Global gathering tackles financial education

Delegates from across the globe, including BPFI, recently gathered in Amsterdam to attend the OECD’s bi-annual Global Symposium on financial education in Amsterdam. The two-day event was co-hosted by the Dutch Moneywise Platform, the national platform in which partners from government, financial institutions and NGOs work to promote financial literacy. The theme of the symposium was financial resilience throughout life and speakers included the Dutch Minister of Finance, Joroen Dijsselbloem, Dutch Central Bank President, Klass Knot and Dutch Queen Maxima. Key takeaways from the symposium included the importance of national strategies in advancing financial education; a multi-stakeholder partnership approach in implementing these strategies and the need for a holistic and more creative approach in achieving financial literary.

As part of its contribution to this year’s European Money Week, under the auspices of the European Banking Federation, BPFI launched a series of new content streams on its online education resource BusinessEducation.ie. The updated resource was unveiled at a financial education stakeholder event hosted by BPFI and attended by members as well as representatives from the education, consumer and banking sectors. BusinessEducation.ie is an online resource for teachers and students of leaving cert Business, Economics and Accounting developed by BPFI in conjunction with the Business Studies Teachers’ Association of Ireland (BSTAI).

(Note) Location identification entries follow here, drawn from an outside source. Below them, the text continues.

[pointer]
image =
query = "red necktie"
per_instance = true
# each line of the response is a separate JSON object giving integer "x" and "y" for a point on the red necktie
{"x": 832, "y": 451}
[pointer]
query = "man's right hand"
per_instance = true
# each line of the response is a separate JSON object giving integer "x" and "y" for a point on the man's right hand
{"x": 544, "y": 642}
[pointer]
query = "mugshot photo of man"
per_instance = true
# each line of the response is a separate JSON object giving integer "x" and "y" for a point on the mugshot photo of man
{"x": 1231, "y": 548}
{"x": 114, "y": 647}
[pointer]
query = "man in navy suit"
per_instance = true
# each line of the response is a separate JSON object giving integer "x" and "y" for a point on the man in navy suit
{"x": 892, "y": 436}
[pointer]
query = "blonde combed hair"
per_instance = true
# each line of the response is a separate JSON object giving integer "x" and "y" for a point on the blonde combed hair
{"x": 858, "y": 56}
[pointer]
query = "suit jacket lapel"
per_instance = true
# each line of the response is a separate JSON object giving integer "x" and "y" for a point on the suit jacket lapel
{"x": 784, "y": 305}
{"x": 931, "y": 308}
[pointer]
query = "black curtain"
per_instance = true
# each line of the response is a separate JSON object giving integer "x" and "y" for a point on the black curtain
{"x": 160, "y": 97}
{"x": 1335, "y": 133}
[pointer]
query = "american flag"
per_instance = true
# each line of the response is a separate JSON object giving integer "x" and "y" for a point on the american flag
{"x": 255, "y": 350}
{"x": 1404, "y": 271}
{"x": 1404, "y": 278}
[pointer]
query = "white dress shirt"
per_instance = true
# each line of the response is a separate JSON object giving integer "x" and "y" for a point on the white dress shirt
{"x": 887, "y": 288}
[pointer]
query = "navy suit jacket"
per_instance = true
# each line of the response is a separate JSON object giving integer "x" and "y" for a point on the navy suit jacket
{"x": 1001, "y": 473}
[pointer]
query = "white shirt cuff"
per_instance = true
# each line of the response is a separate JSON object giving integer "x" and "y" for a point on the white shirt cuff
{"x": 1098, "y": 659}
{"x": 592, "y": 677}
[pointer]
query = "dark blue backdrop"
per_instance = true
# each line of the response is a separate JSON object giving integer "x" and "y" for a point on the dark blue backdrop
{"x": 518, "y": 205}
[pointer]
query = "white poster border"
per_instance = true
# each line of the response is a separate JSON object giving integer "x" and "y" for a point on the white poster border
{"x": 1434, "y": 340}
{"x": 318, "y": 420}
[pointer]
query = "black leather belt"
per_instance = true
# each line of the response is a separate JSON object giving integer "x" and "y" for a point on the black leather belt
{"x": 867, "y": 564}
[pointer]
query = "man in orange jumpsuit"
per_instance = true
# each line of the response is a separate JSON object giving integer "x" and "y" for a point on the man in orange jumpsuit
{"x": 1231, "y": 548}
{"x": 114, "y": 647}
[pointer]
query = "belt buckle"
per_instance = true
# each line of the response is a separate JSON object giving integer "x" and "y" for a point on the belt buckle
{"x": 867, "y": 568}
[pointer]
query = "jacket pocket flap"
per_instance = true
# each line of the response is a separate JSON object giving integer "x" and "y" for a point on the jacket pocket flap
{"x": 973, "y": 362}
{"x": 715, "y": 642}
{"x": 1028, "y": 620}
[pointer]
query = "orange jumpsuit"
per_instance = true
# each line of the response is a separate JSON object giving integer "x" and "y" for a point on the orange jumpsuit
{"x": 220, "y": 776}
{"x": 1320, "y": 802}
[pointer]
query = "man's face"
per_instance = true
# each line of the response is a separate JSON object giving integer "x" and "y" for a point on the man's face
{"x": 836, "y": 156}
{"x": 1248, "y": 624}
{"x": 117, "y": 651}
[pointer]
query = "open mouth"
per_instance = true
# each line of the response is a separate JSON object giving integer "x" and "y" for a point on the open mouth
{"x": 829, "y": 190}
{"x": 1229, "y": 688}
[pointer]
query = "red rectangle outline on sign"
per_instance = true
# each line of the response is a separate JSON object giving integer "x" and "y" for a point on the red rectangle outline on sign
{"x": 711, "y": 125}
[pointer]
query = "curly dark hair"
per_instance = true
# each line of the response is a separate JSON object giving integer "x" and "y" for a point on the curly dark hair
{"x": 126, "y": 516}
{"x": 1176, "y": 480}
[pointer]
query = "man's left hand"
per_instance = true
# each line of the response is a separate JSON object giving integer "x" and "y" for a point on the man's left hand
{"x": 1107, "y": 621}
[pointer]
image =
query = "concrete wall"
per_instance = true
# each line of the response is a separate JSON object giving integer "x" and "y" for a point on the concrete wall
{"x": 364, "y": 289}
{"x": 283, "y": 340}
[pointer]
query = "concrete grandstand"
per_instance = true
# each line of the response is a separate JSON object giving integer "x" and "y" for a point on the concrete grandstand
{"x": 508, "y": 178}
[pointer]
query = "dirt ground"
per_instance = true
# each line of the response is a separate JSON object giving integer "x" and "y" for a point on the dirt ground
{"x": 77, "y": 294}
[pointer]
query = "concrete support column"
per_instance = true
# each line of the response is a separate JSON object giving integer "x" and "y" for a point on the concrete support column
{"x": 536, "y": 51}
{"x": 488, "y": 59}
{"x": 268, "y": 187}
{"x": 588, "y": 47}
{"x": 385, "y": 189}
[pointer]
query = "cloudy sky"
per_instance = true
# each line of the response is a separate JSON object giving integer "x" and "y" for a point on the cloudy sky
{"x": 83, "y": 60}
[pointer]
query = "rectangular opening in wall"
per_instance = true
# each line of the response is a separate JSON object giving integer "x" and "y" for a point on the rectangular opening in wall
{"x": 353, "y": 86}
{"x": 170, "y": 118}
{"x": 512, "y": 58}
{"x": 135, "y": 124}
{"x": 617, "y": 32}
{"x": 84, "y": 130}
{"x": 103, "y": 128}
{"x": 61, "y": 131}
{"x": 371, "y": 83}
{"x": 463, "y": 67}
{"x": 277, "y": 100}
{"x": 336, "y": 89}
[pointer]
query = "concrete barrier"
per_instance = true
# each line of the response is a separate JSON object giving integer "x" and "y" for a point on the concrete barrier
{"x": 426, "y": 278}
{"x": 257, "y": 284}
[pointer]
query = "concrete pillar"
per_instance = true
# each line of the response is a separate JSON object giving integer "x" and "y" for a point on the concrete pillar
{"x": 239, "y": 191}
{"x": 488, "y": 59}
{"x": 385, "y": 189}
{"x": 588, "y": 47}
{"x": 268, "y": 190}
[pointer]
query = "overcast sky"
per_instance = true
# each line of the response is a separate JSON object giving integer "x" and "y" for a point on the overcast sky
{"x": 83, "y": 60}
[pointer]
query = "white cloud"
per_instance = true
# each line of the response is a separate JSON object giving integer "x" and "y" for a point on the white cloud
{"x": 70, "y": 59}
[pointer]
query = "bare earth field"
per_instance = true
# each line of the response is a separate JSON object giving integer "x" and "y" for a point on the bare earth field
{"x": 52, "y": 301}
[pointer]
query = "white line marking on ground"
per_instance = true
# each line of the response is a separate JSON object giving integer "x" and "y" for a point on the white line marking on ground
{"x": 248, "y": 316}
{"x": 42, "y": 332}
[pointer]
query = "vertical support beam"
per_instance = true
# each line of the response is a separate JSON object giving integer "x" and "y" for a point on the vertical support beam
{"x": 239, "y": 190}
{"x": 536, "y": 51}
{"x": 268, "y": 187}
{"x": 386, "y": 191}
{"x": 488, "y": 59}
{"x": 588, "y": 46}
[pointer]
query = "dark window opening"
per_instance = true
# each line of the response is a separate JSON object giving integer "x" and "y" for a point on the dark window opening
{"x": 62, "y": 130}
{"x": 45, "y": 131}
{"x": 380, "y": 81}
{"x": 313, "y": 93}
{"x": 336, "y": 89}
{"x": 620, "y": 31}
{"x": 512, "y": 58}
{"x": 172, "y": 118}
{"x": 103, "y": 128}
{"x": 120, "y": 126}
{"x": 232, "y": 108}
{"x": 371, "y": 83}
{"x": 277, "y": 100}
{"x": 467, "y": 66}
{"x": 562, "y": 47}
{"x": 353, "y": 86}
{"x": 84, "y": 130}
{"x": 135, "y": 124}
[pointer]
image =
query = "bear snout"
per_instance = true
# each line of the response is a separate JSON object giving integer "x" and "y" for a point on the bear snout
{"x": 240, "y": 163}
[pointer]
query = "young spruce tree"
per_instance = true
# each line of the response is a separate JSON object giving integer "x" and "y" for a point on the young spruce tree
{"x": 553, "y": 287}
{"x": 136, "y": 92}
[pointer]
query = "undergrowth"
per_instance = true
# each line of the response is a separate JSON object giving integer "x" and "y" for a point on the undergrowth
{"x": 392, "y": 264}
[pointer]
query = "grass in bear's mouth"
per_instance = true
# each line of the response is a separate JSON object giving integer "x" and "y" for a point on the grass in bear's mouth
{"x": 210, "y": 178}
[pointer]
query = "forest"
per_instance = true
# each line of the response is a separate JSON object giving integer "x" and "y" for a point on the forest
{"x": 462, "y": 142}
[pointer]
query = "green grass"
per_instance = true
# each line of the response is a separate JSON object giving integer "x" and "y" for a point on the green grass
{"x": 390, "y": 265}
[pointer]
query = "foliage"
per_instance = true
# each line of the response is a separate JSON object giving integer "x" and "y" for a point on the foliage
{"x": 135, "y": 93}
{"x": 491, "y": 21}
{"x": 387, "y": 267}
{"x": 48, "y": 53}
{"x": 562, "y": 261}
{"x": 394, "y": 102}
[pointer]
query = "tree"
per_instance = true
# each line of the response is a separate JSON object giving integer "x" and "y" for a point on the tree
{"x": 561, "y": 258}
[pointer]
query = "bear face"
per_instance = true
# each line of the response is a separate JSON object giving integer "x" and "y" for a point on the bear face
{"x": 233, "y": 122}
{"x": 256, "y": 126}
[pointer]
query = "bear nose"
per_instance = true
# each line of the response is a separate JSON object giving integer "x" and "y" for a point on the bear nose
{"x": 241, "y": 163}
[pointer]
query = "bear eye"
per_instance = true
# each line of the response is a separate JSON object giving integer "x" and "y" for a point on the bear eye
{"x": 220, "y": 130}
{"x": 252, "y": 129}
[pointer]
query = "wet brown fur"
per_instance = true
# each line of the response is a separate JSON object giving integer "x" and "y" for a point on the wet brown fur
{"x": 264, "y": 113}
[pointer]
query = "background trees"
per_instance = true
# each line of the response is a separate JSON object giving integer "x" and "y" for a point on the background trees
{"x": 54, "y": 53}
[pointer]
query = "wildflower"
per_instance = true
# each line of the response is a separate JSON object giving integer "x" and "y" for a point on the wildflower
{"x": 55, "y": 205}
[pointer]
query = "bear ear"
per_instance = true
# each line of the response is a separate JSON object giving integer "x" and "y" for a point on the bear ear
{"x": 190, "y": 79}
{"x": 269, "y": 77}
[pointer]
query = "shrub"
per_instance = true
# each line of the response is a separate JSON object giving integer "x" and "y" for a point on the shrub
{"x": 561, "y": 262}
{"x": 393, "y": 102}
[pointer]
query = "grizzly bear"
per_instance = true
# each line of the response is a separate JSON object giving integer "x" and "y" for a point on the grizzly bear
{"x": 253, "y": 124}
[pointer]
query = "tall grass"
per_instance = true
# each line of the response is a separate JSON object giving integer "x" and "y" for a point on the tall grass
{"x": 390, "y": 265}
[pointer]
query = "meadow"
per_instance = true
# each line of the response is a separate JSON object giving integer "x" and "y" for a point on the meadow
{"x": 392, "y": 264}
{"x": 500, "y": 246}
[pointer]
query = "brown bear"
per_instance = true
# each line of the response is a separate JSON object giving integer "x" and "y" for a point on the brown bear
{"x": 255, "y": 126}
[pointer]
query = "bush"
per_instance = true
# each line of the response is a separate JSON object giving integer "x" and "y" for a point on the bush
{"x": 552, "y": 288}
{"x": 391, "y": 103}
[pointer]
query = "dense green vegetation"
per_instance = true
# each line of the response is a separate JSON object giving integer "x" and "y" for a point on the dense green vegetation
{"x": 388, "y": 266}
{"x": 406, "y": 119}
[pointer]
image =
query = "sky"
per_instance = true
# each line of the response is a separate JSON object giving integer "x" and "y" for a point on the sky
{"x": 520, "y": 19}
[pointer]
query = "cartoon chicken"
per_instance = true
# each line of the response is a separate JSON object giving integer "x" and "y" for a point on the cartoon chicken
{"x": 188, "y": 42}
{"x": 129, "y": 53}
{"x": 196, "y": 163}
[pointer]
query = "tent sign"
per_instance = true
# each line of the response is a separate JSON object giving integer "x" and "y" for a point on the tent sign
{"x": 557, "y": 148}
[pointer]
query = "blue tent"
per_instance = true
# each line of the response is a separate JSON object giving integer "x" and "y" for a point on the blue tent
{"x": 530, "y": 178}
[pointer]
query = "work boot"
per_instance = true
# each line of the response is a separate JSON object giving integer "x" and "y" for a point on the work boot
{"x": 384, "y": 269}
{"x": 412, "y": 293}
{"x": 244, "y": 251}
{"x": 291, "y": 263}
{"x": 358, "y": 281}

Award for Cork Cashes Out campaign

Cork Cashes Out, the BPFI-supported pilot initiative rolled out in Cork city to encourage cashless payments, won an international award at the Contactless and Mobile Awards 2016. Led by Cork City Centre Forum, the three-month initiative was launched in November with the aim of promoting Cork as Ireland’s first cash-free city by highlighting the benefits of electronic payments for both businesses and consumers including security, ease of use and convenience. The campaign was supported by BPFI and its member banks.

Cork Cashes Out was shortlisted in the ‘Contactless and Mobile City Initiative’ category and saw off competition from the UK, India and the Czech Republic to secure the top prize at a ceremony in London. The award, which recognised the most ambitious and widespread initiative to implement mobile or contactless technology, was accepted by a delegation including Cork City Centre Forum, H+A Marketing + PR, BPFI, Cork Chamber of Commerce and Cork City Council.